Strasbourg crée un réseau de lieux refuges pour les victimes de violences sexistes et sexuelles
La Ville de Strasbourg met en place un projet ambitieux visant à transformer l’espace public en zones de protection pour les personnes victimes de violences sexistes et sexuelles. Ce réseau de « lieux refuges » représente une approche novatrice pour accompagner les victimes au cœur même de la ville, où ces violences se manifestent souvent.
« L’objectif à terme est d’avoir un agent formé à accompagner les victimes de violences sexistes et sexuelles dans chaque lieu public de Strasbourg », déclare Nadia Zourgui, élue municipale chargée de la tranquillité publique. Cette vision souligne une prise de conscience que les violences ne se limitent pas aux espaces privés, mais s’exercent également en plein jour, au milieu des usagers de la ville.
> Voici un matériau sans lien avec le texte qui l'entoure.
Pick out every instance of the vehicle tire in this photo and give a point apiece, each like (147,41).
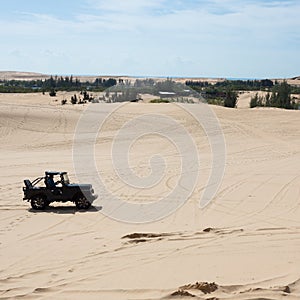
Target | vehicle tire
(39,203)
(82,203)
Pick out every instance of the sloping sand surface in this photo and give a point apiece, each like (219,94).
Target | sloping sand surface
(246,242)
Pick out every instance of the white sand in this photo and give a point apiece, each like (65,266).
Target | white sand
(252,252)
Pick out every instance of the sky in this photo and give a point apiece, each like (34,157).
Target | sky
(184,38)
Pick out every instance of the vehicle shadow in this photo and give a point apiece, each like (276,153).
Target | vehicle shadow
(66,210)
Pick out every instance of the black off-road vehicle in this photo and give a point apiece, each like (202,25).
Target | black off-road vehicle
(57,188)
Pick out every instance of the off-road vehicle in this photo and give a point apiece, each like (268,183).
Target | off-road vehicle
(56,187)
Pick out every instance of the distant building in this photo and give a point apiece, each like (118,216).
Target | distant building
(166,94)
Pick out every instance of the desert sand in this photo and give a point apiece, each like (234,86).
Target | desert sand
(244,245)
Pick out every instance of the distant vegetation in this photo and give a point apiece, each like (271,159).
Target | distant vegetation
(53,84)
(280,97)
(225,92)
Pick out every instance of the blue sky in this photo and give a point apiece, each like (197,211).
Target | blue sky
(195,38)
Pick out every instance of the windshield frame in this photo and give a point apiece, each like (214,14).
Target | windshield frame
(65,179)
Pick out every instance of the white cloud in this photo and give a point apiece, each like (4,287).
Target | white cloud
(143,36)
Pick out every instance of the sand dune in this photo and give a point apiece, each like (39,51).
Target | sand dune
(244,245)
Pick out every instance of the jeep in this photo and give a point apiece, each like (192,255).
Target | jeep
(56,187)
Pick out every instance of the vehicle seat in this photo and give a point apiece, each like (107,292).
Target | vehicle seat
(28,184)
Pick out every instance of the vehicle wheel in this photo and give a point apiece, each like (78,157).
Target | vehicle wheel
(82,203)
(39,202)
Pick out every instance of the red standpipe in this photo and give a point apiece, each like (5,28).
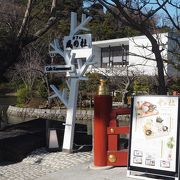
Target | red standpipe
(102,112)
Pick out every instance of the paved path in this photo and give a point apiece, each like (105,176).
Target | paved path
(40,162)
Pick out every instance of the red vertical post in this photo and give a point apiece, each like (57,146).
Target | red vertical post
(102,113)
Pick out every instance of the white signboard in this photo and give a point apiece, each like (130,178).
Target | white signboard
(154,134)
(80,45)
(58,68)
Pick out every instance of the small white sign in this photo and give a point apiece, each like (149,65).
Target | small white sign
(79,45)
(82,41)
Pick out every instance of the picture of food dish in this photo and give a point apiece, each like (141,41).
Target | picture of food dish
(165,164)
(138,153)
(145,109)
(155,128)
(150,162)
(137,160)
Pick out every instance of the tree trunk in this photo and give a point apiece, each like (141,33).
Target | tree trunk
(160,67)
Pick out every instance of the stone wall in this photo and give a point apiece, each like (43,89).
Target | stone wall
(54,114)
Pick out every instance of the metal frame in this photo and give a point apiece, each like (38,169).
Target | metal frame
(162,173)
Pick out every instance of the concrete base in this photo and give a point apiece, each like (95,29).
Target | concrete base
(93,167)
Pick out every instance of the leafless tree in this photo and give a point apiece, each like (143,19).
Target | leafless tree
(139,15)
(20,30)
(30,68)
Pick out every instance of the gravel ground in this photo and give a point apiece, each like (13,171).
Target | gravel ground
(40,162)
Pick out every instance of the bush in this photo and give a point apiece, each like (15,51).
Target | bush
(23,96)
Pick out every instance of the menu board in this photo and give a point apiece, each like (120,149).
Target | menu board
(154,133)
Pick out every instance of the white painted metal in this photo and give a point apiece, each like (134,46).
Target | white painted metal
(71,55)
(71,116)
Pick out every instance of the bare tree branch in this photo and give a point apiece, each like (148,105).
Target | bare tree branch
(25,19)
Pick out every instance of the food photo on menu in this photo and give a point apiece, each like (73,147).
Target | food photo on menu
(154,122)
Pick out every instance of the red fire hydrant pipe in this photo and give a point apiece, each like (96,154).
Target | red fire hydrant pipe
(102,111)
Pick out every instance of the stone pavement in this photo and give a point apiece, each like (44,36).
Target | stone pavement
(40,162)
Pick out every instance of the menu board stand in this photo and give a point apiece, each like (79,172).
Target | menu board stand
(154,138)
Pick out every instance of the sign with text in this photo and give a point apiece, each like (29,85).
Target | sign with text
(58,68)
(154,135)
(80,45)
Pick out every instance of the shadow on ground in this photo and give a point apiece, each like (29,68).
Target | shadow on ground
(17,141)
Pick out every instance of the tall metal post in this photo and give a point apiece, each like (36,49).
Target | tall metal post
(71,116)
(75,47)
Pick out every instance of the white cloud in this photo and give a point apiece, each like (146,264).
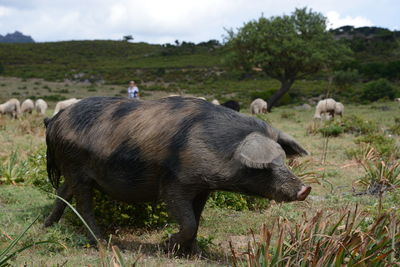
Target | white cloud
(4,11)
(335,20)
(163,21)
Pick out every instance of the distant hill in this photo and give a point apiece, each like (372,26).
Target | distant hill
(16,37)
(376,55)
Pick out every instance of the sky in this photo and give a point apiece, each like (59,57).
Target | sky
(164,21)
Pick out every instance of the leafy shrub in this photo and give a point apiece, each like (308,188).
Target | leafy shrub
(363,152)
(37,171)
(378,89)
(351,240)
(380,176)
(345,78)
(331,130)
(266,94)
(356,125)
(13,169)
(384,146)
(236,201)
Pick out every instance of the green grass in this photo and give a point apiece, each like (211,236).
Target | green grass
(20,204)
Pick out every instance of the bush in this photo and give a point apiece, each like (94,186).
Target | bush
(376,90)
(384,146)
(380,176)
(331,130)
(356,125)
(236,201)
(345,78)
(353,239)
(266,94)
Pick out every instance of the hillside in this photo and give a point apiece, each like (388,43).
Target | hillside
(16,37)
(191,68)
(112,61)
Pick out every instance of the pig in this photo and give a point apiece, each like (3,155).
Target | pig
(232,104)
(41,106)
(215,102)
(258,106)
(173,149)
(27,106)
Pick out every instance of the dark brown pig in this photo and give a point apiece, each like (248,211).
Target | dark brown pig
(173,149)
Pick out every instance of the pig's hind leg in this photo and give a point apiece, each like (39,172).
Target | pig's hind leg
(64,192)
(186,207)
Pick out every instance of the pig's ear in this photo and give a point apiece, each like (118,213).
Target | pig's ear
(258,151)
(291,147)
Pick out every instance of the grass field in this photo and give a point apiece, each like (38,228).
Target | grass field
(21,202)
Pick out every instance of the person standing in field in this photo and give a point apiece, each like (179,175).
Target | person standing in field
(133,90)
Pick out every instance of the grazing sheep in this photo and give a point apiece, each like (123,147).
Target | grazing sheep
(339,109)
(232,104)
(11,107)
(215,102)
(41,106)
(305,106)
(326,106)
(27,106)
(63,104)
(258,106)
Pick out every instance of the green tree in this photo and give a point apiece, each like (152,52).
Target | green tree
(286,48)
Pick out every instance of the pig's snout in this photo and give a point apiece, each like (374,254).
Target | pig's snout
(303,193)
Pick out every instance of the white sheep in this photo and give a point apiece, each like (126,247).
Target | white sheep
(258,106)
(339,109)
(27,106)
(326,106)
(41,106)
(11,107)
(63,104)
(215,102)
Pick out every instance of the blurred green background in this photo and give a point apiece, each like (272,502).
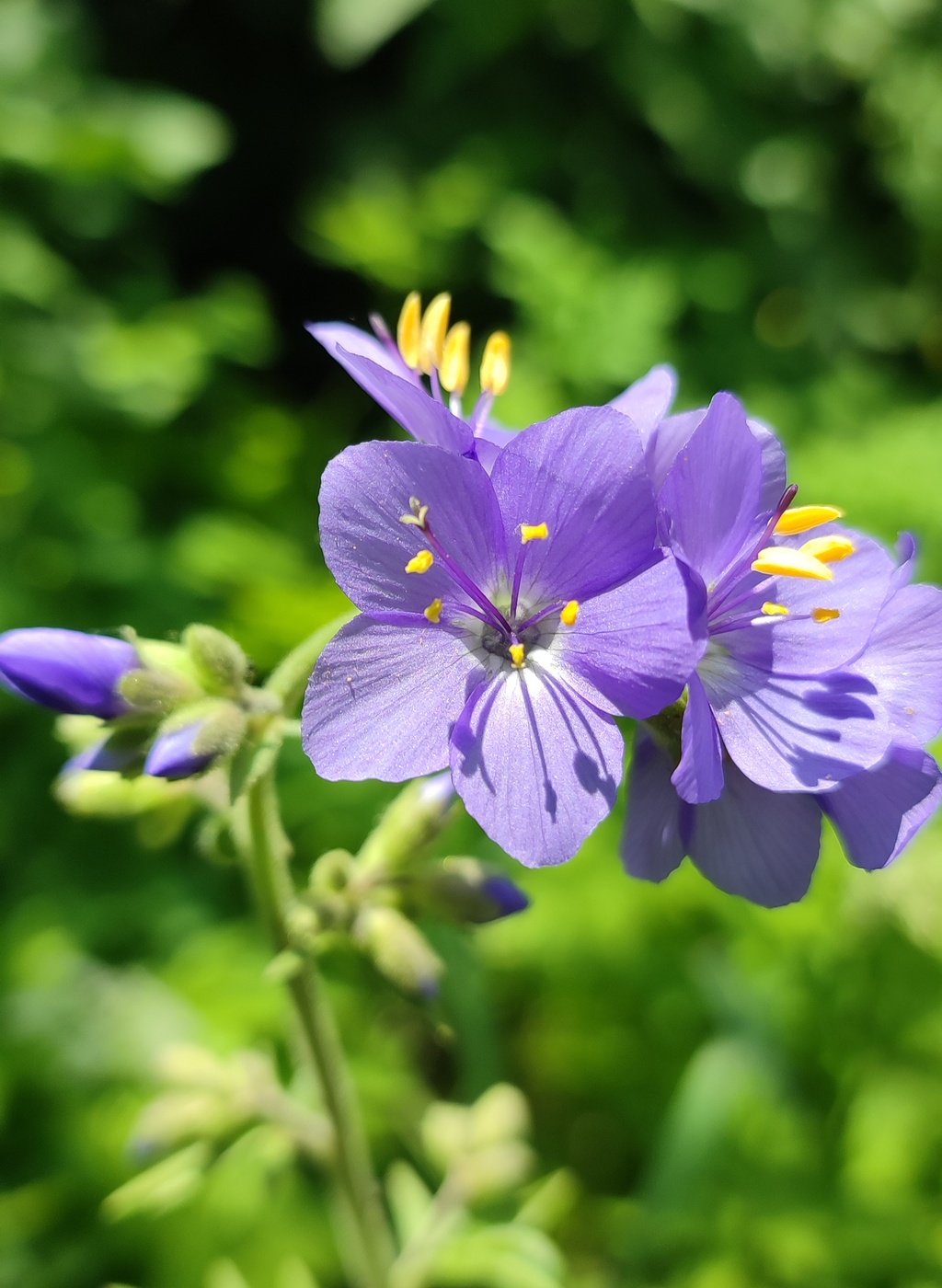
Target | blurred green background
(748,189)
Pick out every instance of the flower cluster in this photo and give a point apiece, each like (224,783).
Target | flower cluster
(518,592)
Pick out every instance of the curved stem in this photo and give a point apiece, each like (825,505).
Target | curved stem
(267,853)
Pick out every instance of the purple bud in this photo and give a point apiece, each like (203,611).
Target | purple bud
(67,670)
(508,897)
(173,755)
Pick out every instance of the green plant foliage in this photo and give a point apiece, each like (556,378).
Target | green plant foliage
(720,1097)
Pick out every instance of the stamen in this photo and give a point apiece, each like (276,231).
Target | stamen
(421,562)
(455,364)
(785,562)
(495,364)
(408,328)
(806,517)
(829,549)
(418,517)
(431,332)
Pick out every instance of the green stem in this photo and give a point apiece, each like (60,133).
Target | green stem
(267,852)
(289,679)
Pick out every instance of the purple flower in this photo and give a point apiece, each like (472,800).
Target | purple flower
(785,615)
(647,403)
(393,375)
(762,844)
(66,670)
(174,753)
(507,618)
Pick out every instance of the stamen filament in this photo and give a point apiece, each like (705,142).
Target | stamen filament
(464,581)
(803,518)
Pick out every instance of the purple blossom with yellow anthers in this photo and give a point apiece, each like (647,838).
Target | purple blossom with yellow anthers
(68,672)
(763,843)
(505,621)
(420,379)
(427,348)
(787,614)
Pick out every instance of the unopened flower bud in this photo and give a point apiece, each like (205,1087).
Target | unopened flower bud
(218,657)
(163,1187)
(501,1113)
(195,737)
(180,1116)
(414,818)
(94,794)
(156,692)
(471,891)
(67,670)
(398,949)
(492,1171)
(109,755)
(446,1133)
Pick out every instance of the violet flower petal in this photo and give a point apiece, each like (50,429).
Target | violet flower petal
(419,414)
(698,776)
(758,844)
(796,733)
(903,659)
(383,699)
(582,474)
(639,643)
(879,811)
(66,670)
(393,385)
(535,765)
(652,845)
(344,341)
(363,493)
(711,495)
(649,399)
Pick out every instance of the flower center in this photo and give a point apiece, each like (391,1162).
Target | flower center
(508,631)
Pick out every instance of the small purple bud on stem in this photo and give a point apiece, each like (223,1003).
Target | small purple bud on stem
(68,672)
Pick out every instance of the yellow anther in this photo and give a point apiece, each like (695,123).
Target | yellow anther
(417,518)
(421,562)
(802,518)
(408,328)
(495,364)
(434,326)
(455,364)
(829,549)
(785,562)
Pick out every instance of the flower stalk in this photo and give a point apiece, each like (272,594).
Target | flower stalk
(266,849)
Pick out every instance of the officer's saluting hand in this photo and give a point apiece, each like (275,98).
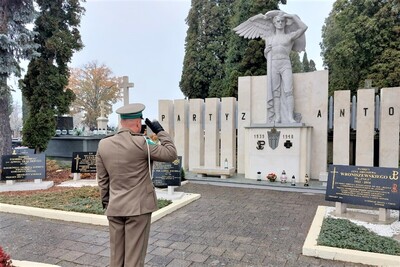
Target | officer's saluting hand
(154,126)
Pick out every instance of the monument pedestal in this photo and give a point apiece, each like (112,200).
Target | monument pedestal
(270,149)
(102,125)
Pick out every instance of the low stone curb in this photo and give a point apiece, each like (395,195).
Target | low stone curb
(95,219)
(31,264)
(85,218)
(310,248)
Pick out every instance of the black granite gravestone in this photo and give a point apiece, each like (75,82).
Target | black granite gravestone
(83,162)
(24,166)
(367,186)
(167,173)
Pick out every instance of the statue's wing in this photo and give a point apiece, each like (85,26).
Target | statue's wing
(300,43)
(255,27)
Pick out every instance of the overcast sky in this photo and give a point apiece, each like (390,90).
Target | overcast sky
(145,41)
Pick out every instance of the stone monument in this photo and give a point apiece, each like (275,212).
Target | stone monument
(282,33)
(102,121)
(277,140)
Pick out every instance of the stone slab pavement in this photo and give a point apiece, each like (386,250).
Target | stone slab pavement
(227,226)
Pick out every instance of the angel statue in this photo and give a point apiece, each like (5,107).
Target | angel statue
(282,33)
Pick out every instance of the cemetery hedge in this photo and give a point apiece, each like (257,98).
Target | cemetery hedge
(343,233)
(82,199)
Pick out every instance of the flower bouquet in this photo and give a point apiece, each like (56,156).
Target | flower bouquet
(271,177)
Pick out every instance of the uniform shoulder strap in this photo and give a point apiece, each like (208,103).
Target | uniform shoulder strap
(148,156)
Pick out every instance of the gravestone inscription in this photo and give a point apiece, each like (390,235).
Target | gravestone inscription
(23,166)
(83,162)
(367,186)
(167,173)
(23,151)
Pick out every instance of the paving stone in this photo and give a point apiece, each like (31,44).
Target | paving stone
(197,257)
(92,260)
(160,260)
(197,248)
(216,251)
(179,245)
(227,226)
(179,263)
(179,254)
(162,243)
(159,251)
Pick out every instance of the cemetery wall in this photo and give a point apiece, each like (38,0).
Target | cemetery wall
(206,132)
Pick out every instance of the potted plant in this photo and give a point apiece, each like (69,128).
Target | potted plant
(5,260)
(271,177)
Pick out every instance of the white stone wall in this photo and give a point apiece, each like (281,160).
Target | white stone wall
(208,132)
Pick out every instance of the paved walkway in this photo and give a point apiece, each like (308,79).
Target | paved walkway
(227,226)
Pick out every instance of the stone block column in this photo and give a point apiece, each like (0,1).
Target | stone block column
(196,133)
(228,131)
(243,118)
(341,128)
(211,130)
(389,128)
(181,109)
(165,116)
(365,127)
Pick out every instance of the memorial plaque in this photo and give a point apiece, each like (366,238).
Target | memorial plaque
(83,162)
(367,186)
(23,151)
(20,167)
(167,173)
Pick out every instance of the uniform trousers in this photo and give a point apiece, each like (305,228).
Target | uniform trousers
(129,236)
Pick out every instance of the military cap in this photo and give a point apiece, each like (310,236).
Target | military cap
(131,111)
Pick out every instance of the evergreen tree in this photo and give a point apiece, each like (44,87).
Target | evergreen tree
(360,40)
(192,81)
(205,47)
(312,66)
(305,63)
(44,85)
(297,67)
(93,84)
(244,57)
(15,44)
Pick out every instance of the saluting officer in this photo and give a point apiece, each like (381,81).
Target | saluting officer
(127,192)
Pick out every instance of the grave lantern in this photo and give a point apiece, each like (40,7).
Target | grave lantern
(283,177)
(293,181)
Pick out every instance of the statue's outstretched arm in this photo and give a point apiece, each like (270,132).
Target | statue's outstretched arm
(301,26)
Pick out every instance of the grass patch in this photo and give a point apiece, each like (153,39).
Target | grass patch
(82,199)
(343,233)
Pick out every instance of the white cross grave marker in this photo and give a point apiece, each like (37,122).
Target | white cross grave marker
(126,85)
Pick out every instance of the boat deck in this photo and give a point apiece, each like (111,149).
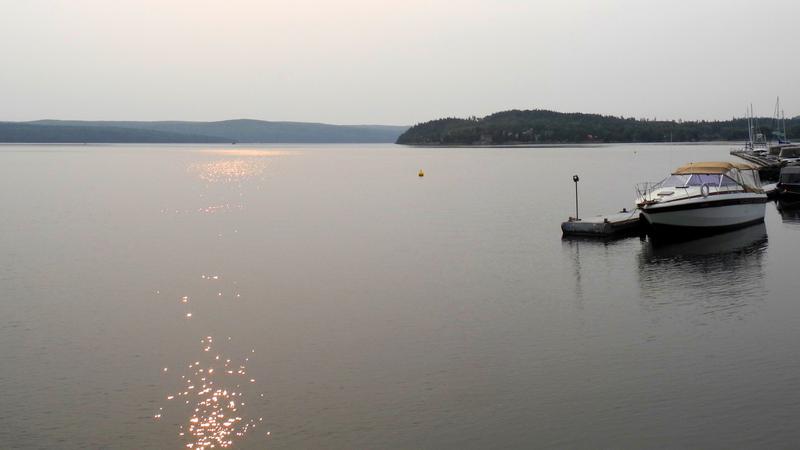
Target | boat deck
(604,225)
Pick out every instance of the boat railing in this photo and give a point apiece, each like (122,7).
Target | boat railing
(645,188)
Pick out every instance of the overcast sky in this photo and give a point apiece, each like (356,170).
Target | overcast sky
(395,61)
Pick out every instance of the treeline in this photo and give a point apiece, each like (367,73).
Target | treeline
(550,127)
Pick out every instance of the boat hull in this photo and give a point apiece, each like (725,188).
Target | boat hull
(706,215)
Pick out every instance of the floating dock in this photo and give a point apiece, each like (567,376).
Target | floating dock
(621,223)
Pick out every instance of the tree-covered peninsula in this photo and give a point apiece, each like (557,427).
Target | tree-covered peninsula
(551,127)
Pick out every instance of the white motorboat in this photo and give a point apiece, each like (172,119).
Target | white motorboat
(703,197)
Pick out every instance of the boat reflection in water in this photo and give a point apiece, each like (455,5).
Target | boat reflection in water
(722,275)
(790,212)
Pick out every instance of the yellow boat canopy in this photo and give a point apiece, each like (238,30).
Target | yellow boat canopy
(711,167)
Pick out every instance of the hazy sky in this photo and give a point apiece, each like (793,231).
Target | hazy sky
(394,61)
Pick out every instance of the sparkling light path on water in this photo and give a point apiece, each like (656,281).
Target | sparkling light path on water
(215,387)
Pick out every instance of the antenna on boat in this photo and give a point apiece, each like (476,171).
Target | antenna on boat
(576,179)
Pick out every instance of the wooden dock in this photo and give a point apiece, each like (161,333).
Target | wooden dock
(621,223)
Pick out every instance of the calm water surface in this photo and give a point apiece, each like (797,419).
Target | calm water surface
(327,297)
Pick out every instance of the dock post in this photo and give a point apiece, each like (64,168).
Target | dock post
(576,179)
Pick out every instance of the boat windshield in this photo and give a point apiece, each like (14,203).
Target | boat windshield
(790,178)
(675,181)
(790,152)
(701,179)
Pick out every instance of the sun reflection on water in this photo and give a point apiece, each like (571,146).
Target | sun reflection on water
(214,388)
(213,398)
(228,170)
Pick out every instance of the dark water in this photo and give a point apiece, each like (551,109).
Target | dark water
(374,309)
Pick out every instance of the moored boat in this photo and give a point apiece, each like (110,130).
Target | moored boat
(789,183)
(703,198)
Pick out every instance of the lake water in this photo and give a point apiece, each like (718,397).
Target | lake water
(341,301)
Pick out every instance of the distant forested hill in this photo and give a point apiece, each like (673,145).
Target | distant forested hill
(243,131)
(548,127)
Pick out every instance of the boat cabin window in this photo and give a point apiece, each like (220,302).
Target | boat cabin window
(728,182)
(699,179)
(675,181)
(792,178)
(750,178)
(792,152)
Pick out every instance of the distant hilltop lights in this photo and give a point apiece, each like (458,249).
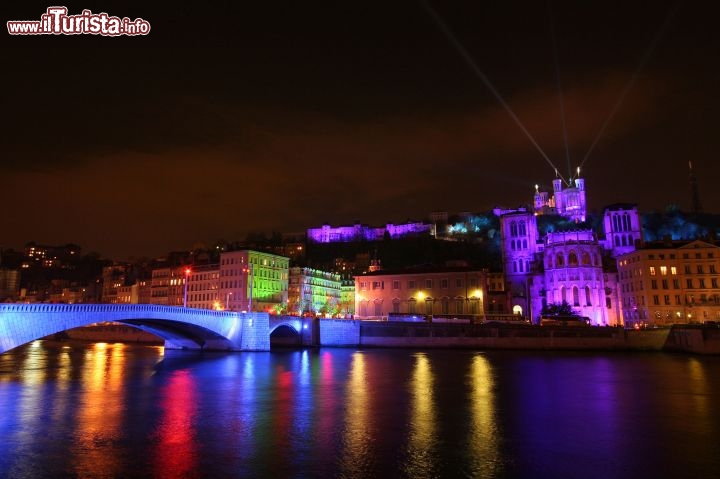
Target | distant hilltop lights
(360,232)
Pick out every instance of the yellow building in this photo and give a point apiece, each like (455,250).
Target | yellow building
(167,285)
(670,282)
(204,288)
(314,291)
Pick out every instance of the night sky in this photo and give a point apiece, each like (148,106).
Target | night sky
(235,117)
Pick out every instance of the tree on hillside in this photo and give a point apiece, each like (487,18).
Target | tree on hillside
(558,309)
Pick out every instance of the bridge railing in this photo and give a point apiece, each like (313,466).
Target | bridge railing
(108,308)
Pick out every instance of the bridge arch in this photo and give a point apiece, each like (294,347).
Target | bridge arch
(181,328)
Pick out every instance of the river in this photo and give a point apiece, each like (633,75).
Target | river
(122,411)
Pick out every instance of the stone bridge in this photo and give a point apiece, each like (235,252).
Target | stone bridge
(180,328)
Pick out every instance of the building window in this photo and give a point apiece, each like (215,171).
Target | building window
(411,306)
(585,259)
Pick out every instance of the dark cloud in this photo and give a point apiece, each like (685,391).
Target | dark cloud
(237,117)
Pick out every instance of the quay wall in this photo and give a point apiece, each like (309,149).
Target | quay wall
(680,338)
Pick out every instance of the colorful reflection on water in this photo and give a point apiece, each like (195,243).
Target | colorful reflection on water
(114,410)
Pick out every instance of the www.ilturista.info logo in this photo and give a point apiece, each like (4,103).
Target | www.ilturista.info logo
(56,21)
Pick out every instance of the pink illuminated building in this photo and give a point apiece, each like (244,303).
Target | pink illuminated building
(576,266)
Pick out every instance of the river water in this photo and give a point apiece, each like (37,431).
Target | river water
(122,411)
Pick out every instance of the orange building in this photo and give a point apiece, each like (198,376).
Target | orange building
(456,291)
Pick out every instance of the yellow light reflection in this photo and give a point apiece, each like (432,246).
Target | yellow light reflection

Une réponse à un enjeu public majeur
Les violences sexistes et sexuelles constituent un problème de sécurité publique qui dépasse largement les frontières de la sphère privée. Comme l’indique l’élue, « ces violences ne se manifestent pas qu’en pleine nuit à l’abri des regards mais aussi dans l’espace public au milieu des usagers ». Cette réalité justifie la nécessité d’une intervention municipale structurée et visible.
Le projet strasbourgeois s’inscrit dans une logique de prévention et d’accompagnement immédiat. En identifiant des lieux refuges accessibles et reconnaissables, la Ville envisage de créer des points d’ancrage où les victimes peuvent trouver du soutien instantanément, sans avoir à se déplacer vers des structures éloignées ou difficiles à localiser. En s’appuyant sur des partenaires locaux, la municipalité compte également impliquer la communauté dans la sensibilisation autour des violences sexistes et sexuelles.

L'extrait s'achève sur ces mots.